L’intesa nasce dalla volontà comune di rafforzare il legame tra sport, ambiente e territori, riconoscendo nei porti turistici e nelle marine non solo nodi infrastrutturali strategici, ma veri e propri presìdi culturali, educativi e sociali: spazi aperti alle comunità, capaci di favorire l’accesso al mare e allo sport in modo equo, soprattuto sicuro e senza barriere.
Attraverso questa collaborazione, FIV e Blue Marina Awards intendono sviluppare iniziative congiunte orientate alla diffusione di buone pratiche ambientali, alla formazione e alla sensibilizzazione sui temi della sostenibilità e dell’inclusione, promuovendo la navigazione del diporto in genere e quella a vela come strumento di educazione, partecipazione, benessere e crescita personale.
I porti virtuosi diventano così luoghi attivi di relazione tra sport, turismo e comunità locali: contesti in cui la qualità dei servizi, il rispetto dell’ambiente, l’accessibilità, la sicurezza e l’innovazione si integrano con la pratica sportiva e con la promozione di una cultura del mare consapevole, responsabile e inclusiva.
L’accordo valorizza inoltre il ruolo dello sport all’interno delle infrastrutture portuali di eccellenza, riconoscendo nella vela una disciplina capace di dialogare in modo naturale con i temi ESG, la tutela dell’ambiente marino, l’inclusione delle persone con disabilità e la formazione delle nuove generazioni, contribuendo allo sviluppo sostenibile dei territori costieri.
Obiettivi e ambiti di collaborazione
Il Protocollo d’Intesa mira a favorire sinergie e iniziative condivise nei settori della portualità turistica, della cultura del mare, della vela e dello sviluppo sostenibile dei territori costieri. In particolare, le Parti intendono collaborare per:
* promuovere uno sviluppo sostenibile, qualificato e responsabile della portualità turistica;
* valorizzare la vela e la cultura marittima come fattori di crescita sociale, culturale ed economica;
* favorire la diffusione dei principi della Blue economy nei contesti territoriali;
* sostenere iniziative di carattere istituzionale, tecnico-scientifico, formativo e promozionale di comune interesse.
La collaborazione si svilupperà – in via non esaustiva – nell’ambito istituzionale, tecnico-scientifico per quanto riguarda l’osservatorio dei dati e degli indicatori dei flussi e la conseguente analisi dei flussi, poi promozionale e territoriale (eventi e progetti con le comunità locali), formativo (sicurezza, accoglienza e sostenibilità) e comunicativo (azioni coordinate di valorizzazione).

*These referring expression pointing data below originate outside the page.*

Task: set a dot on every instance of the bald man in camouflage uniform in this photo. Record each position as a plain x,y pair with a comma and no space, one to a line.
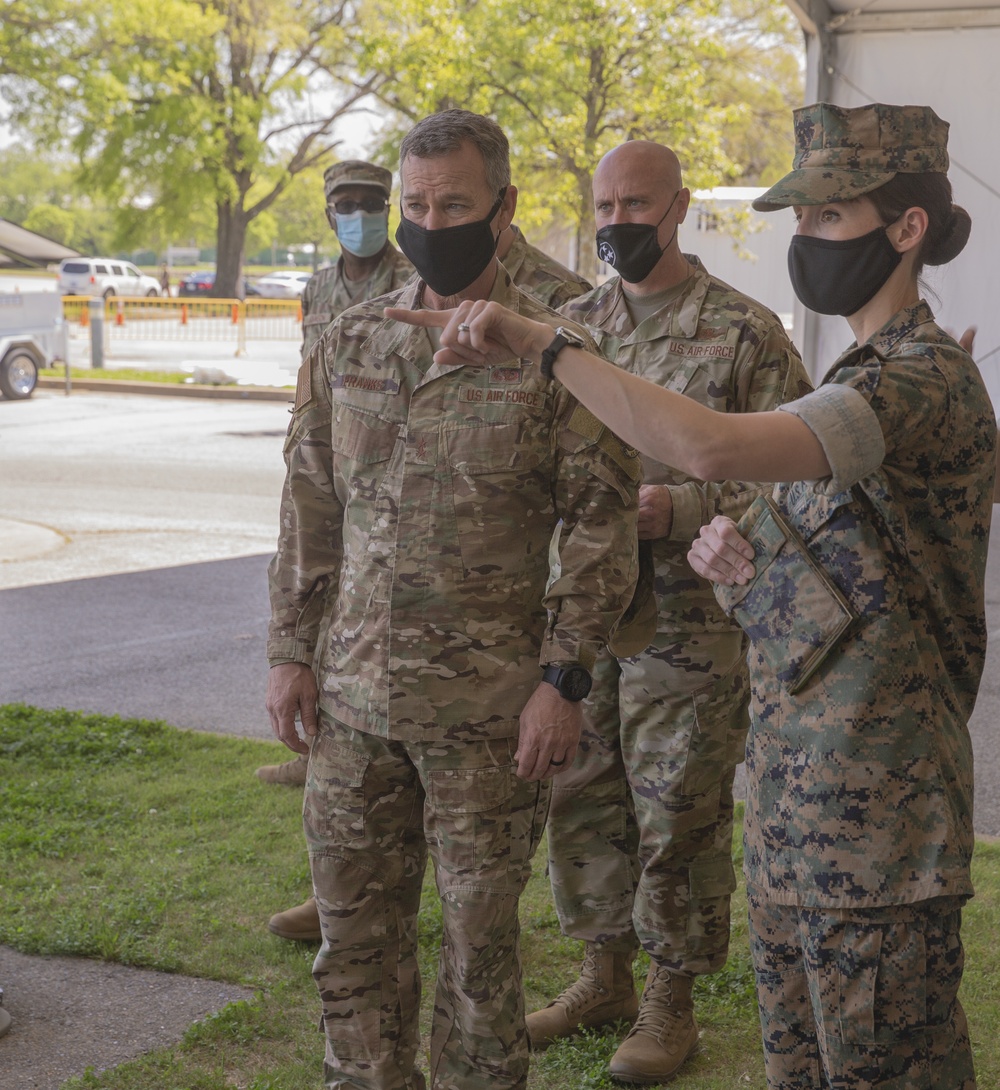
640,827
417,512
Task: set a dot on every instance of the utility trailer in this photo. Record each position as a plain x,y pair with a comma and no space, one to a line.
33,335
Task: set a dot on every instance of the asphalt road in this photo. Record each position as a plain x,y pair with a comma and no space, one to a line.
136,533
134,537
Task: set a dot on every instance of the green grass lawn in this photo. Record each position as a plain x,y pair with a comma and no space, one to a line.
133,842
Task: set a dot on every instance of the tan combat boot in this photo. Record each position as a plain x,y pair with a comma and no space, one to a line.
604,993
300,923
665,1032
291,773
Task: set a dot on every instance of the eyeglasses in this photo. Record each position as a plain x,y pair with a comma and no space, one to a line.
369,204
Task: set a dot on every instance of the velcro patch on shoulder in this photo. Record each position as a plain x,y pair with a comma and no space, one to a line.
303,384
583,422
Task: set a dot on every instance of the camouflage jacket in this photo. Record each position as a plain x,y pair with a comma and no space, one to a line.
417,512
860,785
328,294
540,275
726,351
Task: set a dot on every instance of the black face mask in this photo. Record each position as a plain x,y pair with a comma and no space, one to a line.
631,249
449,258
841,277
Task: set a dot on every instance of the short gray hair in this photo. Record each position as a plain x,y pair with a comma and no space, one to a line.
447,131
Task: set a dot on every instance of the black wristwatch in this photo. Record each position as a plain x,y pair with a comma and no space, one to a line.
563,337
573,681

Con questa azione sinergica, Blue Marina Awards rafforza il proprio ruolo di piattaforma di riferimento per la valorizzazione delle marine che adottano criteri avanzati di qualità, sostenibilità, accessibilità e accoglienza, mentre la Federazione Italiana Vela conferma il proprio impegno istituzionale nella promozione di un modello sportivo di sviluppo sostenibile e inclusivo legato al mare.
Un’alleanza che guarda al futuro del mare, dei territori costieri e dello sport, con l’obiettivo comune di generare valore culturale, ambientale e sociale a partire dall’eccellenza dei luoghi che vivono il mare ogni giorno.
Francesco Ettorre, Presidente FIV: «Questa intesa rafforza il dialogo tra il sistema della vela e i territori costieri, valorizzando progetti che uniscono cultura del mare, sostenibilità e crescita delle comunità. È un passo concreto per portare i benefici dello sport della vela nei luoghi dove il turismo vive e persegue già l’eccellenza».
Walter Vassallo, Presidente Blue Marina Awards: «Il Protocollo con Federazione Italiana Vela consolida una visione comune: porti turistici più sostenibili, accoglienti, innovativi e sicuri. I Blue Marina Awards, come ecosistema nazionale basato anche su dati e indicatori, mettono a fattor comune competenze e progettualità per accelerare la qualità e la competitività dell’intero comparto».